The Libyan minister also noted that the bilateral practical steps that were taken in security co-operation started to appear on the ground, and would contribute to the flow of movement of citizens between the two countries.
"We were able to overcome all security problems that took place, or expected to take place, along the border between the two countries," Abdelali said. "There is progress in securing the Libyan-Tunisian border after many Interior Ministry personnel were deployed to the crossings."
It is worth mentioning that the Libyan Interior Ministry has deployed regular police forces at Ras Jedir crossing following the security problems that were caused by the armed militias that were controlling the crossing.
The Libyan minister noted that a specialised border guard force would be created in the upcoming period, confirming that there is co-ordination in this regard between the interior ministries in the two countries to deal with all the expected security problems.

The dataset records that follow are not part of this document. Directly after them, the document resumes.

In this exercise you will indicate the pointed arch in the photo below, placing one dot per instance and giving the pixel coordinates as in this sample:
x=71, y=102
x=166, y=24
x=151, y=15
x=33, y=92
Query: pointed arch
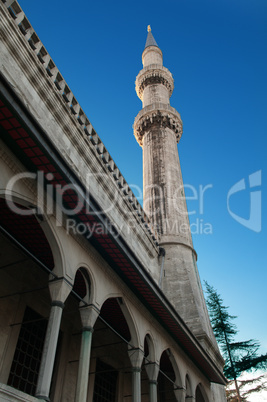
x=201, y=395
x=116, y=314
x=40, y=239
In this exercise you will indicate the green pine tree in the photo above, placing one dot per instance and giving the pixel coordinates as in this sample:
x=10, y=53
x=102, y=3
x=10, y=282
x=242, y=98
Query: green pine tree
x=239, y=356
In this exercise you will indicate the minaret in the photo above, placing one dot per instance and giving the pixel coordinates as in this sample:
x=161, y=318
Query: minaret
x=158, y=129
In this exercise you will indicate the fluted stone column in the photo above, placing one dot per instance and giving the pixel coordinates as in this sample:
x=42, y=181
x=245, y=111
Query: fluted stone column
x=136, y=357
x=88, y=317
x=59, y=291
x=152, y=370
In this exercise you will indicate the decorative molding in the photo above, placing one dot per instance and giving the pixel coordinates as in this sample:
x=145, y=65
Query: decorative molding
x=44, y=76
x=153, y=76
x=163, y=118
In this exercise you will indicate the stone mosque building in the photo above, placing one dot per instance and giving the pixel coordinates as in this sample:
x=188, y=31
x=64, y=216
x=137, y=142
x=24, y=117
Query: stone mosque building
x=99, y=300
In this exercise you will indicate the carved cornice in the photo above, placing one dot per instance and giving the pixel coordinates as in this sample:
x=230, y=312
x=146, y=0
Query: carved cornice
x=153, y=76
x=148, y=118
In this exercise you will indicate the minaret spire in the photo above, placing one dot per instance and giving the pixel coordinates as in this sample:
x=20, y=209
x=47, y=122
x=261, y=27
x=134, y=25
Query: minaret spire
x=150, y=41
x=158, y=128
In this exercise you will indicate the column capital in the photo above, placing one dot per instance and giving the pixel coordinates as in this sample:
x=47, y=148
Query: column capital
x=136, y=356
x=59, y=289
x=89, y=315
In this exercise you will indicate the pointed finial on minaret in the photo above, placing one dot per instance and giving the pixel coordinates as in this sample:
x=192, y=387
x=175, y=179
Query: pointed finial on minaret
x=150, y=41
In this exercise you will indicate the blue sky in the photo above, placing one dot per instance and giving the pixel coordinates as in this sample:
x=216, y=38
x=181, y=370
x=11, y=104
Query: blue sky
x=216, y=51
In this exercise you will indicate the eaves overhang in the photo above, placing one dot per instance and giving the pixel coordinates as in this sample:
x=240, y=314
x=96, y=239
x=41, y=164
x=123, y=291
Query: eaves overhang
x=29, y=142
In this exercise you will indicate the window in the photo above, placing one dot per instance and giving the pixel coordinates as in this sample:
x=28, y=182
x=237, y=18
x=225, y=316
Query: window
x=27, y=358
x=105, y=383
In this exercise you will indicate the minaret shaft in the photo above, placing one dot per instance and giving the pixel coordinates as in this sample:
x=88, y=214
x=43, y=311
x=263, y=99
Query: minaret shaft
x=158, y=128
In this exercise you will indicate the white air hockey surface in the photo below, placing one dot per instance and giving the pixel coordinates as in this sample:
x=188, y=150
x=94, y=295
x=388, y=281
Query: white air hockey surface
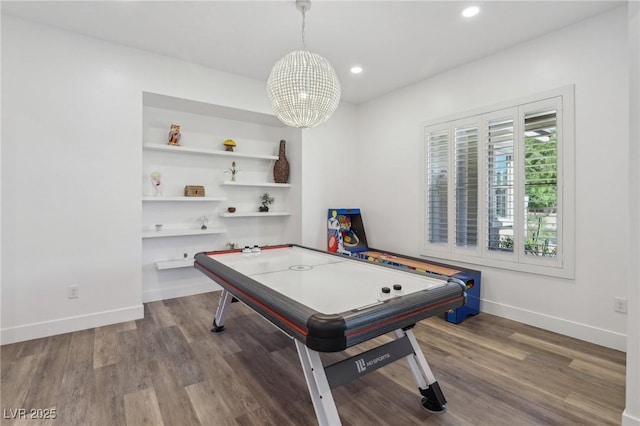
x=326, y=283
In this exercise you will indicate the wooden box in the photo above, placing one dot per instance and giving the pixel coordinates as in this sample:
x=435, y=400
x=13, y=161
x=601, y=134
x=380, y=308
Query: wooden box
x=194, y=191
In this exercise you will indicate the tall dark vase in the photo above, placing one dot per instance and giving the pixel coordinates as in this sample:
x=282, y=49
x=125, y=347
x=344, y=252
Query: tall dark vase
x=281, y=167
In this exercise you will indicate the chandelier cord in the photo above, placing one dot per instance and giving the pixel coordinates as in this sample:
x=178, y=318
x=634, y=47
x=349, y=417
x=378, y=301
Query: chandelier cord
x=304, y=45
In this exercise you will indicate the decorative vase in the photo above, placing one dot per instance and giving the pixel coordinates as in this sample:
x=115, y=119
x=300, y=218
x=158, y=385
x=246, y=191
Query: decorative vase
x=281, y=166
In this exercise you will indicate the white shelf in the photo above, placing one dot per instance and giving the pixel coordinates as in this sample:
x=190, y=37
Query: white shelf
x=254, y=214
x=205, y=151
x=174, y=264
x=265, y=184
x=181, y=232
x=182, y=198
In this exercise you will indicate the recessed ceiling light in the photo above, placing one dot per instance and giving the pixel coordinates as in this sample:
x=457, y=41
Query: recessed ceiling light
x=470, y=11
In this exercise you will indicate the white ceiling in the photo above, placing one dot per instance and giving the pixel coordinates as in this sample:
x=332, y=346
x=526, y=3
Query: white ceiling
x=396, y=42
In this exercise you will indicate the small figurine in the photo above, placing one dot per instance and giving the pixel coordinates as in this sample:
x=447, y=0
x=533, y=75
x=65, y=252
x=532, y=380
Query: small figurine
x=229, y=144
x=174, y=135
x=266, y=201
x=233, y=170
x=156, y=182
x=204, y=221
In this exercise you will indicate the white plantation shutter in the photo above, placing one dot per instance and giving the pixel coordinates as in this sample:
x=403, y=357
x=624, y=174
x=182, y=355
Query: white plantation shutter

"That agency will have a strong presence on the Libyan border," he commented. "We won't allow the Libyan soil to be a source of any aggression or attempt to undermine the security, safety and territorial integrity of Tunisia."
Abdelali confirmed that Libya wouldn't tolerate the takfirist groups and would deal with them as enemies of the Tunisian and Libyan peoples alike. Meanwhile, he urged Tunisia to extradite wanted Libyans in Tunisia given the danger they pose to Libya's security and stability.
For his part, Tunisian Interior Minister Ali Laârayedh confirmed that no Libyan on Tunisian soil can engage in any activities that would undermine the security of Libya's revolution or affect it in any way.
"We're committed to protecting the Libyan revolution," he said.
He stressed the need to enhance bilateral relations between the two countries in security fields, especially in terms of exchanging information on terrorist activities and combating illegal immigration.
Tunisia is still worried about the proliferation of Libyan arms and the danger of terrorist groups that are trying to exploit the border areas between the two countries.
Tunisians agree that the deteriorating security in Libya would directly affect conditions in their country.
"Libya's stability and security are part of our country's security and stability, and therefore, it is a bilateral issue that should be the focus of continuous co-operation," said Tunisian citizen Mohamed Mihoub.
"I think that all regional countries have now become concerned with finding solutions, drawing up a strategy and helping in addressing security threats posed by the Libyan arms or terrorist networks," Imed Triki said.